Dio el joven un paso hacia la planta con la mano extendida, pero Beatrice se precipitó hacia delante lanzando un grito que traspasó el corazón de Giovanni como un puñal. Lo cogió de la mano y le hizo retroceder con toda la fuerza de su delicada figura. El joven sintió su contacto con un temblor en todo su cuerpo.
—¡No la toque! —exclamó ella, con voz angustiada—. ¡No lo haga, por su vida! ¡Es letal!
Entonces, ocultando la cara entre sus manos, huyó de él y desapareció bajo el pórtico.
Al seguirla con los ojos, Giovanni vio la delgada y pálida figura de Rappaccini, que había estado observando la escena, no sabía desde hacía cuánto tiempo, oculto por la sombra del portal.
Antes de que el joven llegara a su habitación, Beatrice era ya el objeto de sus apasionadas meditaciones, revestida de todo el hechizo de que la había rodeado desde que la viera por primera vez, e imbuida ahora además con el afectuoso calor de su encantadora feminidad. Era humana; su carácter tenía todas esas cualidades dulces y femeninas que hacen a una mujer digna de ser adorada.
Sería capaz, seguramente, de los sacrificios y heroísmos del amor.

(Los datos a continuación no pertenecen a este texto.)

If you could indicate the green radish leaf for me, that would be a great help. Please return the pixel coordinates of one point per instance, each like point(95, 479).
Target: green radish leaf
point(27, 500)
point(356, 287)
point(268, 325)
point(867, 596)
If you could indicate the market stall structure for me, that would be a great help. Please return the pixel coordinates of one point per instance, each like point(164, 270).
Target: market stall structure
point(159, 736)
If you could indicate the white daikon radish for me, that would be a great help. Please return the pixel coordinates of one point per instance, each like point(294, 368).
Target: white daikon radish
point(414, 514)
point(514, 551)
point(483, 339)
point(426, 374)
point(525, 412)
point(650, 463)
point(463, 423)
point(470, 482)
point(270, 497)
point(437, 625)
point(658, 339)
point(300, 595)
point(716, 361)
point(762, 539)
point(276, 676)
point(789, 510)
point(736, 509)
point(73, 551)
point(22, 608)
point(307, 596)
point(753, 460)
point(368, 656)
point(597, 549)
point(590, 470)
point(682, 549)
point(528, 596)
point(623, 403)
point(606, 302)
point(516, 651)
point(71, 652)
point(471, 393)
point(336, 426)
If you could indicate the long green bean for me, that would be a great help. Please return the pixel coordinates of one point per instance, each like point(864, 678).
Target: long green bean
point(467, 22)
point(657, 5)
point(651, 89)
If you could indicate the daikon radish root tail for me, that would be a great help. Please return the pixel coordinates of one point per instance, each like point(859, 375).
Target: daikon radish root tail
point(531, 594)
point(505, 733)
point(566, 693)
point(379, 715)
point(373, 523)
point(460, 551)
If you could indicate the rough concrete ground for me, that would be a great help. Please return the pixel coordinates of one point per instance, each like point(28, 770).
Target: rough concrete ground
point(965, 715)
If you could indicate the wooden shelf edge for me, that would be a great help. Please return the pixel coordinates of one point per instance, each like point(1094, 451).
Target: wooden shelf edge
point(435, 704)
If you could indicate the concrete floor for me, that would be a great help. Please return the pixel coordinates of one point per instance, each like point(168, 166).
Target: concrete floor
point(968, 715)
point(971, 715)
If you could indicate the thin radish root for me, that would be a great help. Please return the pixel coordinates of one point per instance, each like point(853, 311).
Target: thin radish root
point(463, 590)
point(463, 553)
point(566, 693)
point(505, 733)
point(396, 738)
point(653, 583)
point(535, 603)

Aquellas muestras que él había considerado hasta ahora como señales de una temible constitución física y moral eran olvidadas en aquel momento por la sutil influencia de la pasión, y transformadas en una dorada corona de encantos que convertían a Beatrice en la más admirable de todas las mujeres, por ser única. Todo lo que le había parecido feo era ahora hermoso o, si no podía cambiarlo tan radicalmente, se ocultaba y escondía en la tenebrosa región que se halla bajo la zona de la conciencia. Pasó la noche pensando en ella. Cuando se durmió, la aurora comenzaba ya a despertar a las flores que dormitaban en el jardín del doctor Rappaccini. Giovanni, en sueños, también se encontraría allí. Salió el sol a su debido tiempo y lanzó sus rayos sobre los párpados del joven, que despertó con una sensación dolorosa. Después de levantarse notó como una quemadura y latidos en su mano —en la derecha—, la misma mano que le había cogido ella cuando estaba a punto de arrancar una de las flores de aspecto de gema. En el dorso de la mano aparecían ahora unas impresiones rojas, como de cuatro dedos pequeños, y una señal, como de un pulgar delgado, en su muñeca.

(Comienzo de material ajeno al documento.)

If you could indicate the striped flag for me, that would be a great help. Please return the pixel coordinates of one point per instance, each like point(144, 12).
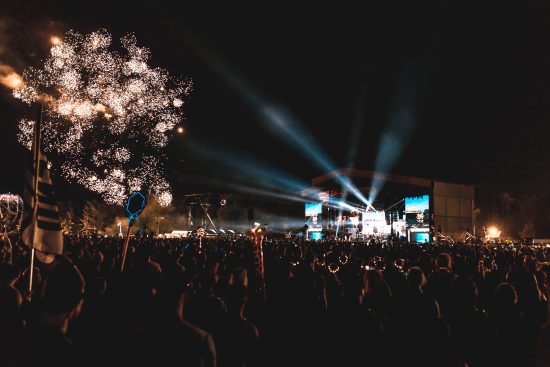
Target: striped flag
point(41, 228)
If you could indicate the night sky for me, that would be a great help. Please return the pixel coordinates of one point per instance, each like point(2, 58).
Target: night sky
point(471, 76)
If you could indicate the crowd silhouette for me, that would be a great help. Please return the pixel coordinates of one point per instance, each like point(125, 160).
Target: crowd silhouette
point(325, 303)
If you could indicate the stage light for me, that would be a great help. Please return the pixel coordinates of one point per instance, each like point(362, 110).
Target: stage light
point(493, 232)
point(276, 117)
point(398, 131)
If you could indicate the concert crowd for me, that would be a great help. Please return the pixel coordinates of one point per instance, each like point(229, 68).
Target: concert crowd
point(194, 302)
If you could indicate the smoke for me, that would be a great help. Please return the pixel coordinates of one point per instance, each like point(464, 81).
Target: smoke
point(22, 44)
point(9, 77)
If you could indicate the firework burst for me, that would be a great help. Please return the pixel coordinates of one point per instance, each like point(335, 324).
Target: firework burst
point(108, 114)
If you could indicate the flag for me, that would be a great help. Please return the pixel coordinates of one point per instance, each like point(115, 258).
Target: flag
point(41, 227)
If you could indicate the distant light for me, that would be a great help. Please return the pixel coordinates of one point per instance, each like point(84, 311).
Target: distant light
point(493, 232)
point(55, 40)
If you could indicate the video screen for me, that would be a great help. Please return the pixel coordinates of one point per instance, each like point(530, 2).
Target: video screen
point(417, 211)
point(313, 215)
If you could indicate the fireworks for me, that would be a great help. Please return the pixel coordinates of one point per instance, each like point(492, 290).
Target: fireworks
point(108, 114)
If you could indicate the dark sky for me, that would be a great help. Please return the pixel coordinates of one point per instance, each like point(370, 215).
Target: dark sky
point(472, 77)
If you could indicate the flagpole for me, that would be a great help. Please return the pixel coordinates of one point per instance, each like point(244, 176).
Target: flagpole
point(125, 248)
point(35, 189)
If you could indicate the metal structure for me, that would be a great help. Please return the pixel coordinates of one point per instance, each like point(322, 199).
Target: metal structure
point(11, 214)
point(203, 202)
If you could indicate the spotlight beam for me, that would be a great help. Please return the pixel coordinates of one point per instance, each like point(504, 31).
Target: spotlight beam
point(275, 116)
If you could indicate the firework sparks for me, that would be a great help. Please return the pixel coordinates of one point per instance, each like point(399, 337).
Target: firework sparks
point(9, 78)
point(102, 105)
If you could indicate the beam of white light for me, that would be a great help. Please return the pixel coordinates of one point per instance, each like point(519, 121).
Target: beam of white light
point(394, 140)
point(276, 117)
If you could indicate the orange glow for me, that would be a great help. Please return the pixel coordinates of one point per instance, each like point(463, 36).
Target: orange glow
point(55, 40)
point(11, 80)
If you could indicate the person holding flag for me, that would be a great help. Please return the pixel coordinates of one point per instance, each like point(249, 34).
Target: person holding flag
point(41, 227)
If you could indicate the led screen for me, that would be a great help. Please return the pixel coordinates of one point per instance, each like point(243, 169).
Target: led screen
point(417, 211)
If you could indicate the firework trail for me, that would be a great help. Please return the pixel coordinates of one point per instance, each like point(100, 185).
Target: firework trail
point(108, 114)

¡Oh, con qué obstinación se defiende el amor! —y aun lo que es astuta semblanza del amor, que florece en la imaginación pero que no tiene profundas raíces en el corazón—, con qué obstinación mantiene su fe hasta que llega el momento en que es condenado a desvanecerse en humo! Giovanni envolvió su mano con un pañuelo, se preguntó qué cosa maligna le habría picado y pronto olvidó su dolor con el recuerdo de Beatrice.